Yes, you've helped me before with that.  Thank you.  I already
have RxMaxMTU set to 1300 (tried 1400, then 1300, and left it
there).  1400 worked with XP and the same VPN client previously
for me.

More below...

> I am fairly sure though that you can rule out any issues with OpenAFS
> and NetIdMgr.

I installed Wireshark and had a look at the small portion of
network traffic before the VPN session was killed.

I *originally* thought the AS_REQ that *did* happen and
get logged before the VPN session was killed was to an
incorrect IP address.  I saw the DNS queries just before
AS_REQ, jumped the gun, and incorrectly thought, "Why is
it querying DNS to find the KDCs?"

Turns out, this misread was serendipitous.
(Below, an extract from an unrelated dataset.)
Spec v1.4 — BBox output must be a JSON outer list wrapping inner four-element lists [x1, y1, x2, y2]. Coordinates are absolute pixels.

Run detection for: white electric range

As soon as I added the following to libdefaults in krb5.ini,
based on a completely bogus reading of the packets,
everything worked fine:

     dns_lookup_realm = no
     dns_lookup_kdc = no

Looking back at the pcap more carefully, I noticed that all of
the DNS queries before AS_REQ were of the proper KDCs (3) and
in fact the AS_REQ and AS_REP were done with a proper KDC for
RCF.OUR.ORG.

So now I'm really confused.  I re-ran both krb5.ini cases
(old and lines added) and confirmed that the addition of these
2 lines above saves my VPN sessions from being killed, even
though without them I was talking to the proper KDCs fine
(but the VPN session was dying).

Any ideas on that?